In control systems, stability refers to the ability of a system to return to equilibrium or remain at a desired steady state after being disturbed by an input or external disturbance. Stability is crucial for the reliable operation of systems such as motors, airplanes, industrial processes, and electrical circuits.
For linear time-invariant (LTI) systems, stability can be analyzed in both the time domain and the frequency domain. There are several criteria used to assess the stability of these systems, including:
1. Routh-Hurwitz Criterion (time-domain)
2. Nyquist Criterion (frequency-domain)
3. Bode Plot Method (frequency-domain)
This chapter will explore these methods in detail and explain how to apply them to evaluate system stability.

The Routh-Hurwitz Criterion is a time-domain method for determining the stability of a system by examining the location of the poles of its characteristic equation. A system is stable if all poles of its transfer function have negative real parts (i.e., they lie in the left half of the complex plane). The criterion provides a way to check if a system has poles in the right half of the complex plane (which would indicate instability) without solving for the poles explicitly.
Steps to Apply the Routh-Hurwitz Criterion:
1. Write the characteristic equation of the system (usually the denominator of the closed-loop transfer function).
2. Construct the Routh array:
○ The Routh array is constructed from the coefficients of the characteristic polynomial.
○ The first two rows of the array are filled with the coefficients of the even and odd powers of s, respectively.
○ Each subsequent row is calculated using the determinant of the two elements directly above it.
3. Determine the number of sign changes in the first column of the Routh array:
○ The number of sign changes corresponds to the number of poles in the right half-plane.
○ If there are no sign changes, the system is stable.
○ If there are sign changes, the system is unstable.

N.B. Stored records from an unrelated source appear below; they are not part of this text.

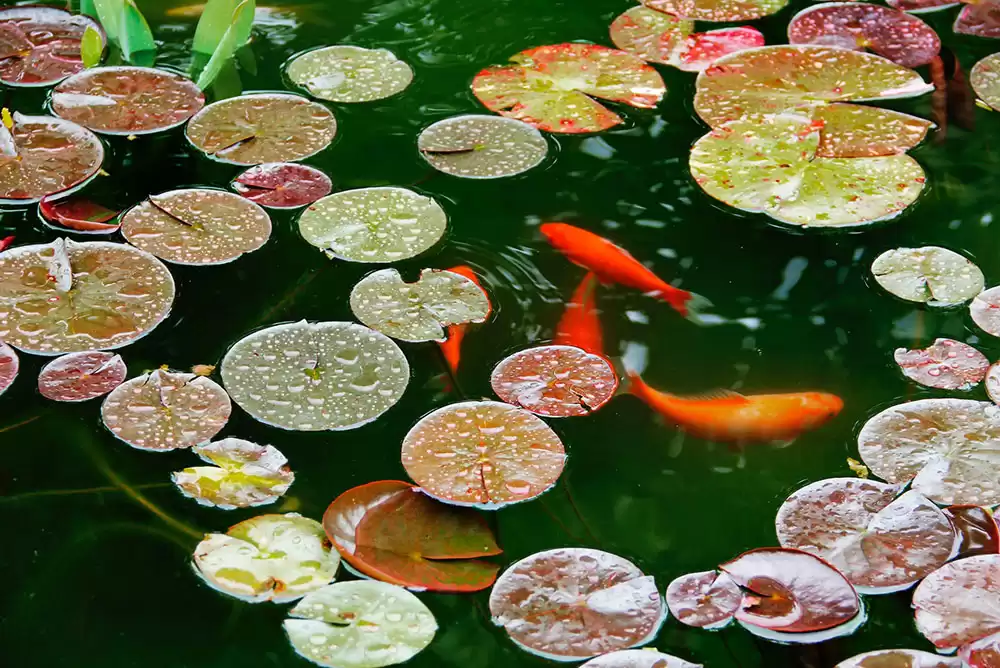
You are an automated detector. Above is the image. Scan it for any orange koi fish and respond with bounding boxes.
[628,373,844,443]
[539,223,704,317]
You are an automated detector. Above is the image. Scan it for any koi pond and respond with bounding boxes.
[0,0,1000,668]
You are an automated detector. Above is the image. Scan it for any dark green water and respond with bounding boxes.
[0,0,1000,668]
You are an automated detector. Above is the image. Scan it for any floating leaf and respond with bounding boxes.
[285,44,413,102]
[893,339,990,390]
[52,67,205,135]
[490,346,618,417]
[872,246,985,306]
[122,188,271,265]
[170,438,295,510]
[283,581,438,668]
[222,320,410,431]
[490,547,667,661]
[775,478,956,594]
[417,114,549,179]
[472,43,667,133]
[185,93,337,165]
[402,401,566,509]
[0,239,174,355]
[233,162,333,209]
[858,399,1000,506]
[194,513,340,603]
[788,2,941,67]
[351,269,490,342]
[38,350,128,401]
[299,187,448,262]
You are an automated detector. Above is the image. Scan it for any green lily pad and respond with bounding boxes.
[0,239,174,355]
[285,44,413,102]
[872,246,986,306]
[299,187,448,262]
[417,114,549,179]
[283,581,438,668]
[351,269,490,342]
[170,438,295,510]
[194,513,340,603]
[690,114,925,227]
[222,320,410,431]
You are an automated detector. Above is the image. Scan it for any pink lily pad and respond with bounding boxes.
[233,162,333,209]
[893,339,990,390]
[38,350,128,402]
[472,43,667,133]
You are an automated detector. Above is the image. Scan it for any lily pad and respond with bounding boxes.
[893,339,990,390]
[775,478,957,594]
[351,269,490,342]
[667,571,743,629]
[417,114,549,179]
[121,188,271,265]
[690,114,925,227]
[194,513,340,603]
[490,346,618,417]
[285,44,413,102]
[0,239,174,355]
[788,2,941,67]
[858,399,1000,506]
[490,547,667,661]
[283,581,438,668]
[170,438,295,510]
[222,320,410,431]
[472,43,667,133]
[402,401,566,509]
[611,7,764,72]
[38,350,128,402]
[0,6,104,86]
[185,93,337,165]
[299,187,448,262]
[233,162,333,209]
[52,67,205,135]
[872,246,986,306]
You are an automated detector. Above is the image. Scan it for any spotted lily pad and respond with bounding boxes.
[472,43,667,133]
[170,438,295,510]
[38,350,128,402]
[299,187,448,262]
[121,188,271,265]
[351,269,490,342]
[285,44,413,102]
[490,547,667,661]
[611,7,764,72]
[872,246,985,306]
[0,239,174,355]
[222,320,410,431]
[858,399,1000,506]
[283,581,438,668]
[690,114,925,227]
[186,93,337,165]
[402,401,566,509]
[52,67,205,135]
[194,513,340,603]
[417,114,549,179]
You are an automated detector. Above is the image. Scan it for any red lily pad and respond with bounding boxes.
[233,162,333,209]
[472,43,667,133]
[788,2,941,67]
[38,350,128,401]
[667,571,743,629]
[323,480,501,592]
[893,339,990,390]
[402,401,566,509]
[490,548,666,661]
[719,548,861,633]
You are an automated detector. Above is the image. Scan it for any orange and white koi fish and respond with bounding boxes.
[539,223,705,317]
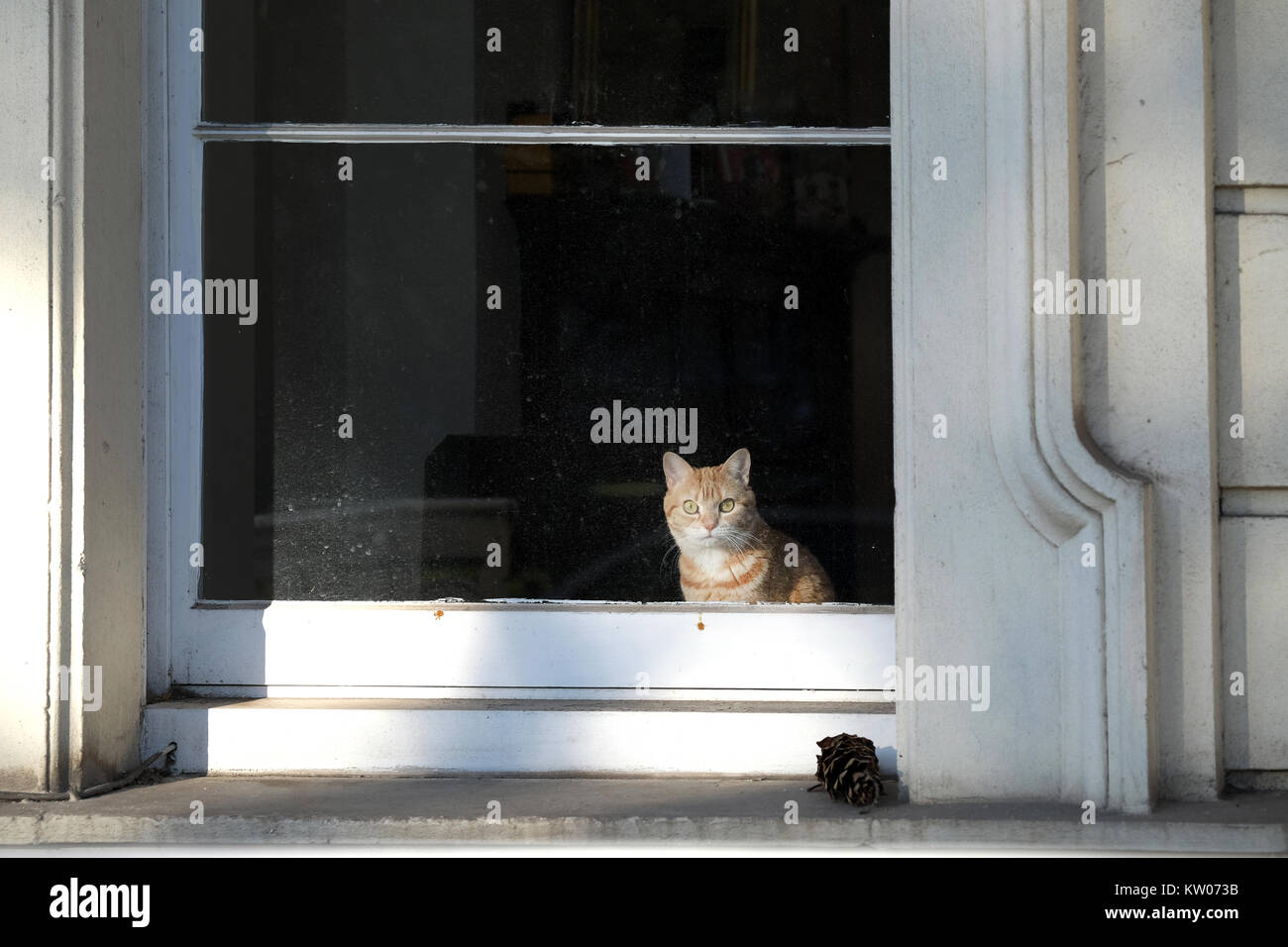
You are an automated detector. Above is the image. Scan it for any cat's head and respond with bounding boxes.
[662,447,760,553]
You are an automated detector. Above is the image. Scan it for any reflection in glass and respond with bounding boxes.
[202,143,894,603]
[202,0,890,128]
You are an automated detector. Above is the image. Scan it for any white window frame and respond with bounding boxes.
[145,0,896,716]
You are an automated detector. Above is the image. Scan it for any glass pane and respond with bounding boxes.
[202,0,890,128]
[200,143,894,603]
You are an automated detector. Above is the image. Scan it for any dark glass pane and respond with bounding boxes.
[202,143,894,603]
[202,0,890,128]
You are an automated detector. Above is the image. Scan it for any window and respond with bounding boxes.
[154,0,894,721]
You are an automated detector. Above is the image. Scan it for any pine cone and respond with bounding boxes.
[810,733,885,805]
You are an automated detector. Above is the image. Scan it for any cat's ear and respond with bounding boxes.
[662,451,693,489]
[721,447,751,487]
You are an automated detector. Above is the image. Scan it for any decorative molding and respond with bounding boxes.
[986,0,1158,811]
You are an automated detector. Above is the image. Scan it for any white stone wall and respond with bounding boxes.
[1212,0,1288,786]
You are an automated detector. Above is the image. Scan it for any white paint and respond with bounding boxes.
[138,701,886,776]
[174,601,894,690]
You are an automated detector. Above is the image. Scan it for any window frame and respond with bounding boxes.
[143,0,898,710]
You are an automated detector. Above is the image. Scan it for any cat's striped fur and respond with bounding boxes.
[662,447,833,601]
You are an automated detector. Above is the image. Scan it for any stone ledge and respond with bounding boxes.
[0,777,1288,854]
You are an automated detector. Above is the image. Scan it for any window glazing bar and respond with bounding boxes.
[194,123,890,145]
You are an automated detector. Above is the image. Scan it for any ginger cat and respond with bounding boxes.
[662,447,833,601]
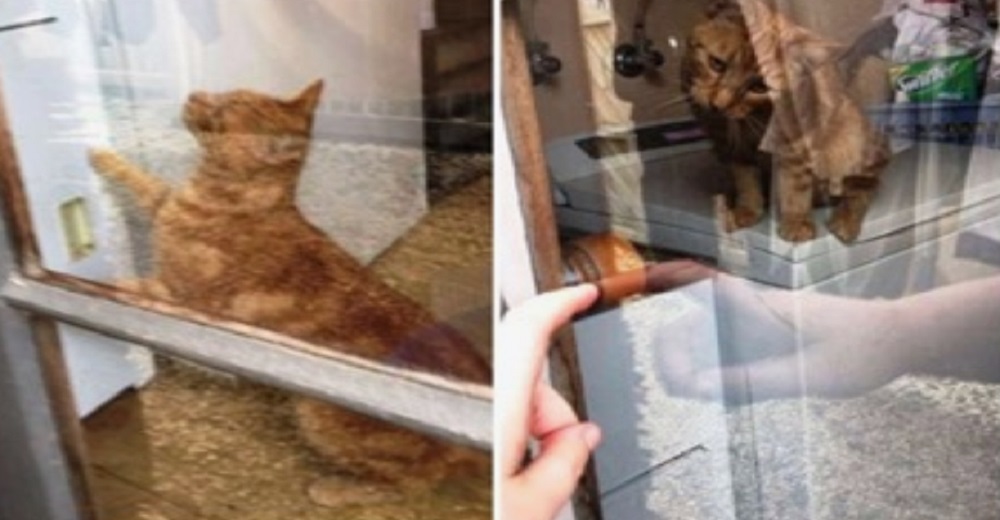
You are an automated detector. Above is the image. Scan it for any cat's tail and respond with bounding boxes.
[89,148,170,215]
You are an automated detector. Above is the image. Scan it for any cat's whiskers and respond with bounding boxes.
[653,94,691,110]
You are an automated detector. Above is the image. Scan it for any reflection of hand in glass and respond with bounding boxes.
[495,285,600,520]
[659,266,1000,401]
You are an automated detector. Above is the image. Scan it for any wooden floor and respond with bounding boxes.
[84,172,492,520]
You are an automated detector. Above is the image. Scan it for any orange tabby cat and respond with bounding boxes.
[689,0,890,242]
[91,81,490,505]
[681,1,773,231]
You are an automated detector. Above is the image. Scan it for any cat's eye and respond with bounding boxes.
[708,56,727,74]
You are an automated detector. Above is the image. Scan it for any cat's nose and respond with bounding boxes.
[712,91,733,112]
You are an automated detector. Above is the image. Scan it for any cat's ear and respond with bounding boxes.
[293,79,323,113]
[705,0,740,20]
[794,37,846,67]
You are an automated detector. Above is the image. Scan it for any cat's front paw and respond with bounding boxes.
[778,219,816,242]
[732,206,764,229]
[826,213,861,244]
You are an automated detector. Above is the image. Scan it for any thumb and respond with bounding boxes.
[518,423,601,518]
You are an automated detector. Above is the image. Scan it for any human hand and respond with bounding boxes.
[496,284,601,520]
[658,273,923,402]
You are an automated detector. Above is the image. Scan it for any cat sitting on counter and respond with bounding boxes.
[681,0,890,243]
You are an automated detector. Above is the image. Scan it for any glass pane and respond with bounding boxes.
[0,0,492,409]
[522,0,1000,519]
[83,352,491,520]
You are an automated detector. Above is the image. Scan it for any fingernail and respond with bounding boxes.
[580,423,601,451]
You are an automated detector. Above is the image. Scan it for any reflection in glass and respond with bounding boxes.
[83,358,490,520]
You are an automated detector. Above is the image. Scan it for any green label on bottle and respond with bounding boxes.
[889,56,979,101]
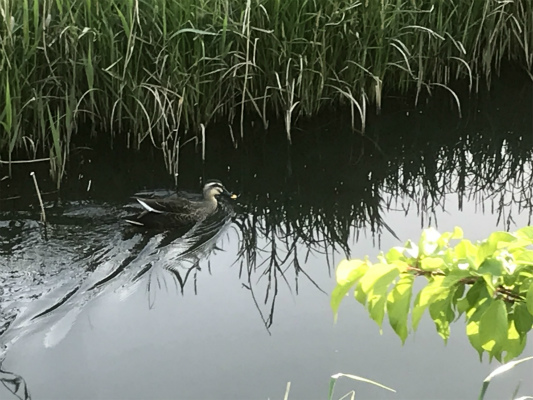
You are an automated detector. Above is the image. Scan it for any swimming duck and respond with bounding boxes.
[126,179,237,228]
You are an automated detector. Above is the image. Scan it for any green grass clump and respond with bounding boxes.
[0,0,533,183]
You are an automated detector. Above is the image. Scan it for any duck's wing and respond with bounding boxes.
[135,197,196,214]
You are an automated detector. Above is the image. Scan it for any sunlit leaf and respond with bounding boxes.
[385,247,405,263]
[429,295,455,343]
[454,239,478,268]
[330,260,368,320]
[387,274,415,344]
[504,321,527,362]
[359,264,400,327]
[420,257,444,271]
[526,281,533,314]
[479,299,509,355]
[515,250,533,265]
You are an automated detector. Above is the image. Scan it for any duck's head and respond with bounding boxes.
[203,179,237,199]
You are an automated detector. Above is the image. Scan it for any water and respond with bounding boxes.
[0,72,533,400]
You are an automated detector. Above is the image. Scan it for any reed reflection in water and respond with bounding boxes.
[0,76,533,398]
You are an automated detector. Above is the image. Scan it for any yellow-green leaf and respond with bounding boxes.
[479,299,509,356]
[387,274,415,344]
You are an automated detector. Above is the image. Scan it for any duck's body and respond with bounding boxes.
[126,180,233,228]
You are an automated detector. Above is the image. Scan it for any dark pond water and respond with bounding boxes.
[0,72,533,400]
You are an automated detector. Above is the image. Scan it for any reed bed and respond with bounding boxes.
[0,0,533,184]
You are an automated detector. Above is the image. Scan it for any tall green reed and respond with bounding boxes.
[0,0,533,182]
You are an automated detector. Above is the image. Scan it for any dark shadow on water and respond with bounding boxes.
[0,72,533,398]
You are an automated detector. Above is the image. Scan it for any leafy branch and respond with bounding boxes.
[331,226,533,361]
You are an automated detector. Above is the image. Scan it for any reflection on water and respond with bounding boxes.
[0,74,533,399]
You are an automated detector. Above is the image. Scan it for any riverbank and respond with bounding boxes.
[0,0,533,182]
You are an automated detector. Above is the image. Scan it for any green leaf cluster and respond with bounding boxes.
[331,226,533,361]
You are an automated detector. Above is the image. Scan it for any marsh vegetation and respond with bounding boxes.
[0,0,533,185]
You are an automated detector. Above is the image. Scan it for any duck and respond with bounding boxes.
[126,179,237,228]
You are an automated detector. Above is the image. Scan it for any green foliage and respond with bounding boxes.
[331,226,533,361]
[0,0,533,183]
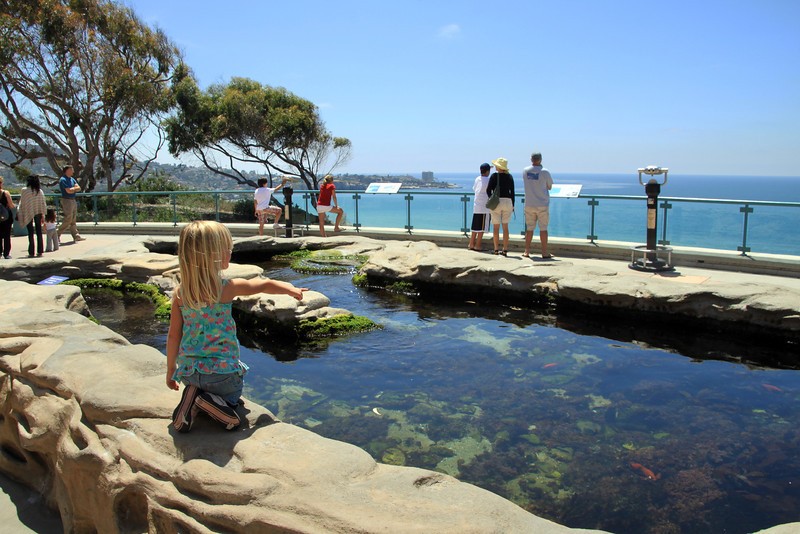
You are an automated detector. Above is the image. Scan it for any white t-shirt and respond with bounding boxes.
[472,176,492,213]
[522,165,553,208]
[254,187,277,210]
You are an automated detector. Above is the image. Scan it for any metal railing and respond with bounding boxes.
[18,190,800,256]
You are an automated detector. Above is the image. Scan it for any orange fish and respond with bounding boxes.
[631,462,661,480]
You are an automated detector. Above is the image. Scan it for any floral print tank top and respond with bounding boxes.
[172,294,247,380]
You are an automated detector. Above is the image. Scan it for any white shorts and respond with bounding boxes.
[525,206,550,232]
[492,198,514,224]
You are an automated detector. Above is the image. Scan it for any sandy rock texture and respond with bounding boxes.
[0,281,604,533]
[362,241,800,333]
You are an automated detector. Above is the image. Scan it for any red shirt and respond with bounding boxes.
[317,183,336,206]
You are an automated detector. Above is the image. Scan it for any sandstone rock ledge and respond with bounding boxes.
[0,280,608,533]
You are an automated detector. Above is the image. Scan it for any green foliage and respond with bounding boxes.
[0,0,181,191]
[384,282,416,295]
[61,278,172,319]
[164,73,351,193]
[297,314,381,339]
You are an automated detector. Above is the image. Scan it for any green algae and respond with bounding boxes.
[290,250,367,274]
[296,314,381,339]
[61,278,172,319]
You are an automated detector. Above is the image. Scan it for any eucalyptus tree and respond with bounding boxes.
[0,0,181,191]
[165,72,351,189]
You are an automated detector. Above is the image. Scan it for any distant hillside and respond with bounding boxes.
[0,150,457,191]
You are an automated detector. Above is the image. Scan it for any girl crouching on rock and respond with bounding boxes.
[167,221,307,432]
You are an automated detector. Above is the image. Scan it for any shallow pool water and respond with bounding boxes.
[90,268,800,533]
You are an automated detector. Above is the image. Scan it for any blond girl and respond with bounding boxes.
[166,221,307,432]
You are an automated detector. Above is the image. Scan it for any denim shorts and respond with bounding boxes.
[181,373,244,406]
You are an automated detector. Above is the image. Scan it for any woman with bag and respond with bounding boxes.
[0,176,14,260]
[486,158,514,256]
[17,175,47,258]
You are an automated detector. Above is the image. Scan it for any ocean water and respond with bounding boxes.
[312,175,800,255]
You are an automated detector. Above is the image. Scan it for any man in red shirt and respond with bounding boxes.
[317,174,344,237]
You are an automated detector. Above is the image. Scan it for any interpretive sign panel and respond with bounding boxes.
[364,182,403,193]
[550,184,583,198]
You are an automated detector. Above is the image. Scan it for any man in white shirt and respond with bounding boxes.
[522,152,553,260]
[253,177,289,235]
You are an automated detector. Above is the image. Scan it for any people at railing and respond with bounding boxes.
[44,208,60,252]
[317,174,344,237]
[486,158,514,256]
[469,163,492,252]
[522,152,553,259]
[17,174,47,258]
[253,176,289,235]
[0,176,14,260]
[58,165,84,242]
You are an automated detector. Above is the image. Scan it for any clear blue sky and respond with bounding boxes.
[125,0,800,176]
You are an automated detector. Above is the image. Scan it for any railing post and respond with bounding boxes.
[736,204,753,256]
[586,197,600,243]
[658,200,672,245]
[405,194,414,234]
[353,193,361,232]
[461,195,472,236]
[303,193,311,230]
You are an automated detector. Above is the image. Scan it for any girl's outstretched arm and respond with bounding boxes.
[227,278,308,302]
[167,296,183,391]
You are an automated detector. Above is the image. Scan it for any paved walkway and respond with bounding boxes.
[0,232,800,534]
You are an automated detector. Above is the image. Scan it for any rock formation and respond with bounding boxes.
[0,281,604,533]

The Nyquist Criterion is a frequency-domain stability criterion used to determine the stability of a feedback system. It involves plotting the Nyquist plot, which is the plot of the system's frequency response G(jω) as ω varies from −∞ to +∞. The criterion helps determine if the closed-loop system will be stable based on the open-loop frequency response.
Nyquist Criterion Steps:
1. Construct the Nyquist plot:
○ Calculate the frequency response G(jω) for various frequencies ω, where ω varies from −∞ to +∞.
○ Plot G(jω) in the complex plane.
2. Count the number of encirclements of the point −1 in the Nyquist plot:
○ The system is stable if the Nyquist plot does not encircle the point −1 in the complex plane.
○ The system is marginally stable if the plot encircles −1 once in a counter-clockwise direction.
○ The system is unstable if the plot encircles −1 in a clockwise direction or does not encircle −1 as needed.

A Bode plot is a graphical method for analyzing the frequency response of a system. It consists of two plots:
1. Magnitude plot: Shows how the gain of the system varies with frequency.
2. Phase plot: Shows how the phase shift of the system varies with frequency.
The Bode plot method can be used to assess the stability and performance of the system, particularly the gain margin and phase margin.
Bode Plot Steps:
1. Plot the Magnitude Response:
○ The magnitude of the transfer function |G(jω)| is plotted on a logarithmic scale against frequency ω.
2. Plot the Phase Response:
○ The phase of the transfer function arg (G(jω)) is plotted on a logarithmic scale against frequency ω.
3. Identify the Gain Margin and Phase Margin:
○ Gain Margin: The amount by which the system’s gain can be increased before the system becomes unstable. It is found by determining the gain at the frequency where the phase is −180°.
○ Phase Margin: The additional phase lag required to bring the system to instability. It is found by determining the phase at the frequency where the magnitude is 1 (0 dB).

Each stability criterion provides valuable insights into system behavior:
● Routh-Hurwitz: Works directly with the characteristic equation and is very effective for determining stability without having to solve for the poles.
● Nyquist: Useful for analyzing closed-loop systems, particularly when you are concerned with the effects of feedback on stability.
● Bode Plot: Ideal for frequency-domain analysis and provides a direct way to visualize the system's gain and phase at various frequencies, making it useful for tuning controllers.
In many cases, engineers will use a combination of these methods to analyze system stability from different perspectives.